Title: High Performance Computing (HPC) administrator - Remote
Length: Long term
Restriction: W2 or C2C
Webcam interview; *** Long term project *** Remote; due to security only US Citizens
high performance computing (HPC) administrator to support our machine learning (ML) platforms and ecosystems. This candidate would support a product team including data scientists and machine learning engineers to support ML products and services for our Manufacturing and Engineering customers. The role includes the running and maintenance of the current environment including incident and change management as well as capacity and release management associated with the development and execution of the ML solutions. A successful candidate will have a solid understanding of operation systems and databases as well as some exposure with HPC environments utilizing graphics processing units (GPU). An understanding of basic programing skills covering UNIX Shell scripting and Python is also required.
Assists in the day-to-day operations including incident management working w/the team to resolve the associated issues with the infrastructure and systems.
Develop and maintain automation and orchestration software and scripting to assist with Machine Learning code release management.
Prioritize and efficiently manage deployment and configuration tasks
Support of the containerized ecosystem
Workflow processes for
Data ingest (Python)
API provisioning service
Watchdog jobs monitoring for data and performing data ingest
Support of the hardware specific configurations, tuning, GPU support
Experience with enterprise standard Database systems (i.e.

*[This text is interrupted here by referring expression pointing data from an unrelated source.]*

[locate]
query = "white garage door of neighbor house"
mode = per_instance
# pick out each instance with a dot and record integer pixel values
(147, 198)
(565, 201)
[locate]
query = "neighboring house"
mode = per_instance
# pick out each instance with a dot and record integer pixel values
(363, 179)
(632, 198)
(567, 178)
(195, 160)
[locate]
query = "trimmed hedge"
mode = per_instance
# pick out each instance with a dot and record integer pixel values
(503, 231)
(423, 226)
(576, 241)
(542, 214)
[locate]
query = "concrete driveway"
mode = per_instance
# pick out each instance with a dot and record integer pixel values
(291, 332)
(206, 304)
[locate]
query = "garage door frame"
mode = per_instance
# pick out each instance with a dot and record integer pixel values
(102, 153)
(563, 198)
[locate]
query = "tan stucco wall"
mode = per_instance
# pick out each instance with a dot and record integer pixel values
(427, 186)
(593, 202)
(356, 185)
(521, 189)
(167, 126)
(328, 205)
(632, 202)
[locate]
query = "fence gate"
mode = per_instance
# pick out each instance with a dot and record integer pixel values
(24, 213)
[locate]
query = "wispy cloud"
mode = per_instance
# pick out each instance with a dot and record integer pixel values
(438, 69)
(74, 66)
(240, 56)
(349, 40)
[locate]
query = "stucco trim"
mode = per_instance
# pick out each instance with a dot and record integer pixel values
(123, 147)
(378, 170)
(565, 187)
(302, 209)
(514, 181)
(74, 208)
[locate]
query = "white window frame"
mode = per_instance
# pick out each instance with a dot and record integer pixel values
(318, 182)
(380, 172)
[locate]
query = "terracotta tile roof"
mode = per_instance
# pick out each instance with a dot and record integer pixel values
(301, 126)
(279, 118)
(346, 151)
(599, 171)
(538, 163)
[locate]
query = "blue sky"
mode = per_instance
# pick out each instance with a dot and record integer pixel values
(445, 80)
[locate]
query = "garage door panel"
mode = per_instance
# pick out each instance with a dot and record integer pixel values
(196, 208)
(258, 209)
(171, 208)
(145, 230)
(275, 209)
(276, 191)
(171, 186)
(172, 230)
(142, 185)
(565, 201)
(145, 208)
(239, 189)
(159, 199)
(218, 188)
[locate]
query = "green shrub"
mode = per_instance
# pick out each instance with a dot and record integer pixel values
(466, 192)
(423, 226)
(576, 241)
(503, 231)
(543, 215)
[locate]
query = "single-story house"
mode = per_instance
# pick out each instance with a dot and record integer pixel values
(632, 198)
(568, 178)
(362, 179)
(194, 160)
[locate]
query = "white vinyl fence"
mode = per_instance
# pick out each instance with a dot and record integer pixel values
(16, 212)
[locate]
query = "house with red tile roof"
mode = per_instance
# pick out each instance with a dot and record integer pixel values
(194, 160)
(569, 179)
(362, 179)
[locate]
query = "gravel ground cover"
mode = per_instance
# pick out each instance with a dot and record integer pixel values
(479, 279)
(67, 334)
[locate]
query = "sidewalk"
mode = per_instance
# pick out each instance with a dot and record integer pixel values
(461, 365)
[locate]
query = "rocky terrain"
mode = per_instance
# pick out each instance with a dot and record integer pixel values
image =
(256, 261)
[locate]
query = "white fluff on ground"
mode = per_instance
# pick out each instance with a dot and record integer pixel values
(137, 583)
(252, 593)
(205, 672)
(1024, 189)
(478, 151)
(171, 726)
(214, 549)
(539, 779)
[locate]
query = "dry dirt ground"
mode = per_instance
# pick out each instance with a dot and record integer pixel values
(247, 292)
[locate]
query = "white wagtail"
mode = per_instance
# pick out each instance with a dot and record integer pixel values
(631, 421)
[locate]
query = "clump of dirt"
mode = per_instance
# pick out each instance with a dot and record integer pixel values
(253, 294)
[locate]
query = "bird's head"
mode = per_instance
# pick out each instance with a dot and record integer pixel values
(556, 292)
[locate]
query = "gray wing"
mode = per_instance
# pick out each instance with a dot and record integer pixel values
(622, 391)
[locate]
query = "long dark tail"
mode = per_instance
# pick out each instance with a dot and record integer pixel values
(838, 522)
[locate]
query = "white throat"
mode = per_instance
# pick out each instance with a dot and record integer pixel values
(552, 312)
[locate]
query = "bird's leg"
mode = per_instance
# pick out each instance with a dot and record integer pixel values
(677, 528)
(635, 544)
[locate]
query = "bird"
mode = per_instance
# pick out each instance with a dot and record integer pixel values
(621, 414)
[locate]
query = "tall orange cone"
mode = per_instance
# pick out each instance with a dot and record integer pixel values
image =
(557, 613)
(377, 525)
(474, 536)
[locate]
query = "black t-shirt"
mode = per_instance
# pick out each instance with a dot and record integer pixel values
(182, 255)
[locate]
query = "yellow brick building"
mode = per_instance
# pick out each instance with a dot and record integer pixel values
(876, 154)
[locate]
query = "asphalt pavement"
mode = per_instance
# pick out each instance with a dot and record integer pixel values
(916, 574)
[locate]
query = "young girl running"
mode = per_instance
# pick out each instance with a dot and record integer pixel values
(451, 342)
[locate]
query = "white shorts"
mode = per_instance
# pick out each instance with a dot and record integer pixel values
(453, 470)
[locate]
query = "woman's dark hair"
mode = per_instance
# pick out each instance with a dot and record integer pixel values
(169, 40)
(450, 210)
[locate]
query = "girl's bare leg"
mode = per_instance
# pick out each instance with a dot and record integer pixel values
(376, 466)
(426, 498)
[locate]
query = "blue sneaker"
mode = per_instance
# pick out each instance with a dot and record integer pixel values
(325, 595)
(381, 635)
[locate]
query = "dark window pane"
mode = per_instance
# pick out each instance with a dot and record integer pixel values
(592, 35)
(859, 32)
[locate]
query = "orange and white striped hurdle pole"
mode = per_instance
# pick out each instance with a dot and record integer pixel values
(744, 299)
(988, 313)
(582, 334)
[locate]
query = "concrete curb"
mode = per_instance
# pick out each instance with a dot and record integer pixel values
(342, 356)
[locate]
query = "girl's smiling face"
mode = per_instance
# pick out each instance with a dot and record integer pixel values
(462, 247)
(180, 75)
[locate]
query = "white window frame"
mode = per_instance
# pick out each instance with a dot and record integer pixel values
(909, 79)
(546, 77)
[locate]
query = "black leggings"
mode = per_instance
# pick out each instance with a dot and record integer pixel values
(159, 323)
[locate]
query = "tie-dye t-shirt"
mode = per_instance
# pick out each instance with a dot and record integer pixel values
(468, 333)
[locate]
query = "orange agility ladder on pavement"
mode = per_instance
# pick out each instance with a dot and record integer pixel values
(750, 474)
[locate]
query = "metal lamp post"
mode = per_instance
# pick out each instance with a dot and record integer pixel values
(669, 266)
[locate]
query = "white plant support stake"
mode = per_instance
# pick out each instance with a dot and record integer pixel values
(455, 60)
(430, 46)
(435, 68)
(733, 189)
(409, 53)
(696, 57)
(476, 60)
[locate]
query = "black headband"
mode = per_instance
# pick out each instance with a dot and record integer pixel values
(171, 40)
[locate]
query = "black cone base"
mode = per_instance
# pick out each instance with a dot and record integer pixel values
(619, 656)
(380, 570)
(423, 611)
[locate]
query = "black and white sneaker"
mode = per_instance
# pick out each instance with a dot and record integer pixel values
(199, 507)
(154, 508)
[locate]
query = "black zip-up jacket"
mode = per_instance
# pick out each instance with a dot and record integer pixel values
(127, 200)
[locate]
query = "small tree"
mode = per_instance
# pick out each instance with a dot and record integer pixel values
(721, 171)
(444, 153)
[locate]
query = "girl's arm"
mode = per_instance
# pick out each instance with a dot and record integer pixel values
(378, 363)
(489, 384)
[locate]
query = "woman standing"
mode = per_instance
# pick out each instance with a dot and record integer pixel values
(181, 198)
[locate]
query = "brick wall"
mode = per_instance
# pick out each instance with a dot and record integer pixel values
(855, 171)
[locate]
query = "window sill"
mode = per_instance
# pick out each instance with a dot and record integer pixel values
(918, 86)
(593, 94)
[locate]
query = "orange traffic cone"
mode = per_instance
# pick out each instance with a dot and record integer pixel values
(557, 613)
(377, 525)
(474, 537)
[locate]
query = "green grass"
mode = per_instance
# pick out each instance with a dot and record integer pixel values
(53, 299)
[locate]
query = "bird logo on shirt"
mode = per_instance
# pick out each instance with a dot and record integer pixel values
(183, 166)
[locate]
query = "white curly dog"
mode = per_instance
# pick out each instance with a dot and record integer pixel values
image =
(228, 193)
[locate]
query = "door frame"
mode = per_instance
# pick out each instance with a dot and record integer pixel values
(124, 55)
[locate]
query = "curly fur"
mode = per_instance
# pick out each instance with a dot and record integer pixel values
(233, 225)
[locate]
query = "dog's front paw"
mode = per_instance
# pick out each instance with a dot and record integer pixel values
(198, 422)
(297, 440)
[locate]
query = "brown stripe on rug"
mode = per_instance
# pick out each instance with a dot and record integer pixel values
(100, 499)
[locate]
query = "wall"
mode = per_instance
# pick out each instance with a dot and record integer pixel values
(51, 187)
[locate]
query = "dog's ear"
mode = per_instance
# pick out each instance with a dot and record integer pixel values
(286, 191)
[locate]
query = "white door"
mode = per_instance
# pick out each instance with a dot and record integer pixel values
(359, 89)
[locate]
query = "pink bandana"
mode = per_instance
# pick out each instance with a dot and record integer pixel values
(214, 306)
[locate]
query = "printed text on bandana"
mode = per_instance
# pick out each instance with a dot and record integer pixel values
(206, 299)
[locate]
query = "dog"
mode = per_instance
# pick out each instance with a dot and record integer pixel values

Oracle, Microsoft SQL Server) Experience at working both independently and in a team-oriented, collaborative environment is essential
Functional understanding of networking concepts; routing, switching, firewalls, load balancers, proxy services, & protocols (TCP, UPD, HTTP, TLS, SIP, SMTP, SNMP, LDAP)
Customer service focused with excellent communication (written and verbal) and interpersonal skills. Must be able to effectively work with customers, coworkers, vendors and management
Experience in Python, PL/SQL
Experience in Unix shell scripting, PowerShell, and Bash
Working knowledge of containers and/or orchestration platforms (i.e. Docker, Singularity, Kubernetes, Rancher)
Prior application development experience using tools such as Jenkins, Gradle/Ant, SVN/Git, Artifactory, Automation
Understanding of computer HW and architecture specifically high performance compute (HPC) utilizing GPUs
Familiarity with agile methodology, ideally Scaled Agile Framework (SAFe)